Where the eyebrows should be raised when evaluating the prospective success of the Iggles new head honcho is on the defensive side of the ball. And anyone who owns a PSL at Lincoln Financial Field should be on Red Alert after reading the following quote from Oregon defensive coordinator Nick Aliotti, via Les Bowen:

Chip has not said one word to me on the headset in four years as a head coach... He's never been in a meeting, he's never questioned a call. He's never said anything when we've played badly. He doesn't say a whole lot when we've played well. He's left me completely alone. It's been unbelievable autonomy.

So not only does Kelly have zero professional defensive experience... he has zero defensive experience at all! When it comes to defensive resume, Kelly finds himself out-qualified by Juan Castillo.

Talk about leadership and innovation all you want, but as the old saying goes, it's defense that wins championships. Kelly could turn out to be Napoleon Bonaparte and Steve Jobs reincarnate, it won't bring a Lombardi down Broad Street if he can't produce an above-satisfactory defense.

The legacy of Chip Kelly is suddenly, blatantly, and supremely tied to whomever he picks to be his defensive coordinator. Pick right, and the Birds should be in pretty good shape. Pick wrong, and Kelly seems doomed to suffer the same fate as the mustached man he just replaced.

Currently, a plethora of above-satisfactory defensive minds stand reading magazines in the unemployment line. Rod Marinelli. Dick Jauron. Rob Ryan. Even Lovie Smith could probably be coerced, with the right (financial) motivation. And don't sleep on Ray Horton; even though he looks like Allen Iverson's long-lost grandfather, if the Birds had given him the gig two years ago, Andy Reid probably wouldn't be renting a condo in Missouri right now.

Speaking of ol' Uncle Andy, the fact that his brightest achievements came when he had the legendary Jim Johnson running his defense is a point that has been hammered home pretty hard in this space, and it shouldn't be forgotten. Also worth noting is that while Reid's Eagles were the NFC East team of the decade, it was the New York Giants and that dangerous D that ended it all with hardware for the trophy case.

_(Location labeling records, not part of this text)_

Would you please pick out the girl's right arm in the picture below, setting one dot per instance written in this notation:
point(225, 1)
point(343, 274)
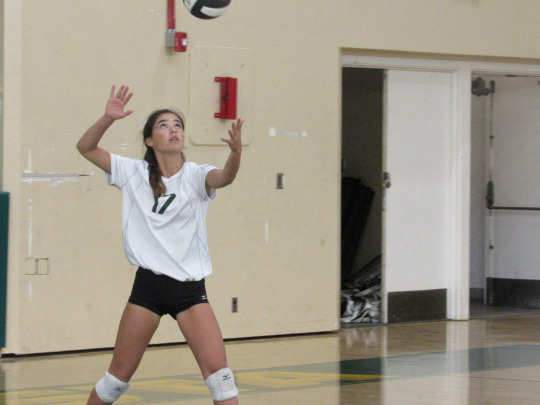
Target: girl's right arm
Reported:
point(88, 144)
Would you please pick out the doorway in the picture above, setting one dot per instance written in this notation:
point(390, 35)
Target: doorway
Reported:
point(505, 202)
point(398, 147)
point(362, 155)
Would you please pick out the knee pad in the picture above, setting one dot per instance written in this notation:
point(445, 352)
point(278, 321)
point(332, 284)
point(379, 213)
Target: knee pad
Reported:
point(110, 388)
point(221, 385)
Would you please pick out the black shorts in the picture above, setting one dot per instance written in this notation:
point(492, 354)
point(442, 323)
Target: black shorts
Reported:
point(162, 294)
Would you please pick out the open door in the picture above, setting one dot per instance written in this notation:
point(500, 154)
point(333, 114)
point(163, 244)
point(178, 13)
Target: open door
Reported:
point(417, 223)
point(513, 279)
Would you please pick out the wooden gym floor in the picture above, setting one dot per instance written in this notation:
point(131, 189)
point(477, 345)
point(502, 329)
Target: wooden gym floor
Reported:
point(492, 360)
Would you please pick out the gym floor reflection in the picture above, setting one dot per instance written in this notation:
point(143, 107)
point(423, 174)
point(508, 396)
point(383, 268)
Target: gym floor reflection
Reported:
point(482, 361)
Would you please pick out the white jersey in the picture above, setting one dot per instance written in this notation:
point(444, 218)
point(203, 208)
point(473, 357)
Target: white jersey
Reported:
point(167, 236)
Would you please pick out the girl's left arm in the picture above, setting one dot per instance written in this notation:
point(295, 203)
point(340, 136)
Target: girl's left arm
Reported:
point(219, 178)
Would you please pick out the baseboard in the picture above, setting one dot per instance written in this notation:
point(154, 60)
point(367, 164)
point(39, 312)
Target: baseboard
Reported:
point(476, 294)
point(513, 292)
point(409, 306)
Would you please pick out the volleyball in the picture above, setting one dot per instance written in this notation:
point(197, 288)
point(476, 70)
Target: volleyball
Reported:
point(207, 9)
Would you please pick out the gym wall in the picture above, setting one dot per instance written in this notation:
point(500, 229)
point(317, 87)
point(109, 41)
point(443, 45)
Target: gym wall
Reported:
point(275, 250)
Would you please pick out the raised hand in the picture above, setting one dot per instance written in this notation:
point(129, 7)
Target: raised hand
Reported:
point(235, 133)
point(116, 103)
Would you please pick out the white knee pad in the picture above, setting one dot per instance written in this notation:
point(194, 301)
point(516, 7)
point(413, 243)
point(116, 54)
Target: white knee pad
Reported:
point(110, 388)
point(221, 385)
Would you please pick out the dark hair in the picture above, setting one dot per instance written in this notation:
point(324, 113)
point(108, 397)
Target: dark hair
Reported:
point(158, 187)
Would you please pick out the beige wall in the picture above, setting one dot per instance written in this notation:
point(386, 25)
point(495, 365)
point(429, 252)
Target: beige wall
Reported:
point(276, 250)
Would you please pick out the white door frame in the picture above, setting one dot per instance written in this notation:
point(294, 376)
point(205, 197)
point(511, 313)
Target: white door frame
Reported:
point(462, 71)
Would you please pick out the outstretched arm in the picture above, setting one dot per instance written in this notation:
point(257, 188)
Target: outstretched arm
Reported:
point(223, 177)
point(114, 110)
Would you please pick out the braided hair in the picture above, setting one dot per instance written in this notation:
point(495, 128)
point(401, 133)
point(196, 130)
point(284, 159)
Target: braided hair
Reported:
point(156, 182)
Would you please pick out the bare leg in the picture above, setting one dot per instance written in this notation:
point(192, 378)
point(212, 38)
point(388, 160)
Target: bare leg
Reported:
point(201, 330)
point(136, 329)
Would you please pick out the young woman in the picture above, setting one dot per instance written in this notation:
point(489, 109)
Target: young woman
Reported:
point(164, 203)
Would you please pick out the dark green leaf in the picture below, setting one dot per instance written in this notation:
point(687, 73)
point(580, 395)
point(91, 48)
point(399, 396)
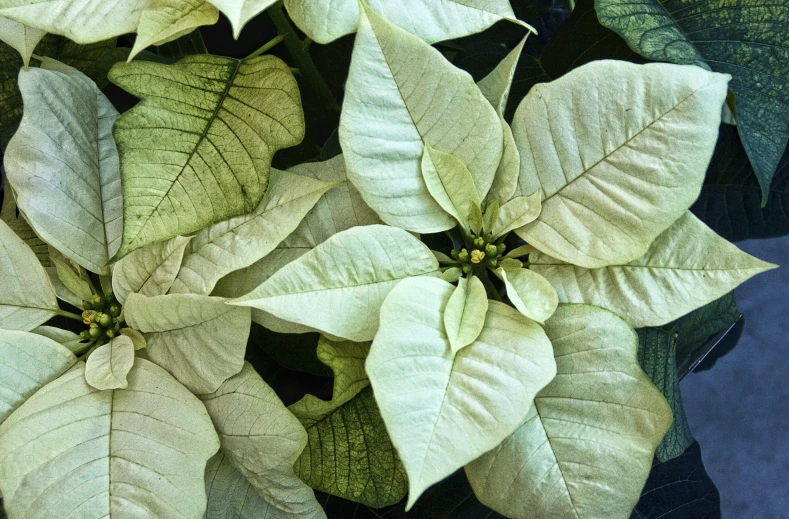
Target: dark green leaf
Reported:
point(730, 201)
point(679, 489)
point(745, 39)
point(350, 455)
point(657, 349)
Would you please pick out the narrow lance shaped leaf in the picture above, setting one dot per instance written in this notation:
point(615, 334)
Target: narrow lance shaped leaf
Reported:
point(687, 267)
point(263, 439)
point(28, 362)
point(199, 339)
point(618, 172)
point(63, 165)
point(464, 315)
point(197, 149)
point(95, 454)
point(431, 20)
point(421, 99)
point(601, 411)
point(27, 298)
point(444, 410)
point(241, 241)
point(339, 286)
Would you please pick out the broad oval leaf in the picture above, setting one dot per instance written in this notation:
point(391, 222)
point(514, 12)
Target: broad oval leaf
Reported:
point(63, 165)
point(263, 439)
point(687, 267)
point(241, 241)
point(742, 39)
point(431, 20)
point(339, 286)
point(109, 364)
point(28, 362)
point(586, 445)
point(444, 410)
point(420, 98)
point(149, 270)
point(197, 149)
point(464, 315)
point(27, 298)
point(617, 172)
point(530, 293)
point(95, 454)
point(199, 339)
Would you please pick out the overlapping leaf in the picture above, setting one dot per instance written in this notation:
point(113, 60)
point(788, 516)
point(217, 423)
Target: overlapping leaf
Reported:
point(197, 149)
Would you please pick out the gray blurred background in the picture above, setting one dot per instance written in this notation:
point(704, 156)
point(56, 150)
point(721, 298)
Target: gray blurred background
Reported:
point(739, 410)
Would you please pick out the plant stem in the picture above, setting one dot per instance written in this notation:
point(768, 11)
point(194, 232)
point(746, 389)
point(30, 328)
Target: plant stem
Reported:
point(301, 56)
point(70, 315)
point(267, 47)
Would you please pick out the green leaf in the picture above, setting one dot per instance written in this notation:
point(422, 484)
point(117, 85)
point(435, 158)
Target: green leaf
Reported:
point(346, 360)
point(109, 364)
point(530, 293)
point(22, 38)
point(744, 40)
point(464, 315)
point(444, 410)
point(263, 440)
point(167, 20)
point(199, 339)
point(450, 184)
point(149, 270)
point(199, 144)
point(63, 165)
point(613, 177)
point(350, 455)
point(239, 12)
point(420, 99)
point(28, 362)
point(241, 241)
point(339, 286)
point(685, 268)
point(27, 298)
point(496, 89)
point(730, 201)
point(586, 445)
point(657, 355)
point(95, 454)
point(431, 20)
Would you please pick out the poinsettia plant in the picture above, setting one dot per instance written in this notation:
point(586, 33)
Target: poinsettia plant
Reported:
point(476, 279)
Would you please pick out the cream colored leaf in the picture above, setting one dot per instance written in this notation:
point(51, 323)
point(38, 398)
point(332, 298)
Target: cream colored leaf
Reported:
point(464, 315)
point(166, 20)
point(241, 241)
point(109, 364)
point(74, 451)
point(420, 99)
point(199, 339)
point(27, 298)
point(21, 37)
point(444, 410)
point(516, 213)
point(585, 448)
point(450, 184)
point(339, 286)
point(63, 165)
point(616, 172)
point(686, 267)
point(239, 12)
point(531, 293)
point(28, 362)
point(263, 439)
point(346, 359)
point(149, 270)
point(431, 20)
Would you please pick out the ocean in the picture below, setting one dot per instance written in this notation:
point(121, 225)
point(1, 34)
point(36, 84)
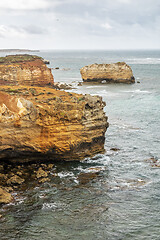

The three-headed monster that was the Eagles head coach search committee has given themselves a pretty big pat-on-the-back since the hiring, as they well should. Nabbing Kelly was a suave move, the kind of headline-grabbing signing that should result in offensive success like this franchise have never experienced.

The next step is finding someone who can equal that success on the defensive side of the ball, because Kelly doesn't appear to be that guy. Whether they do or don't could define this chapter in Eagles history.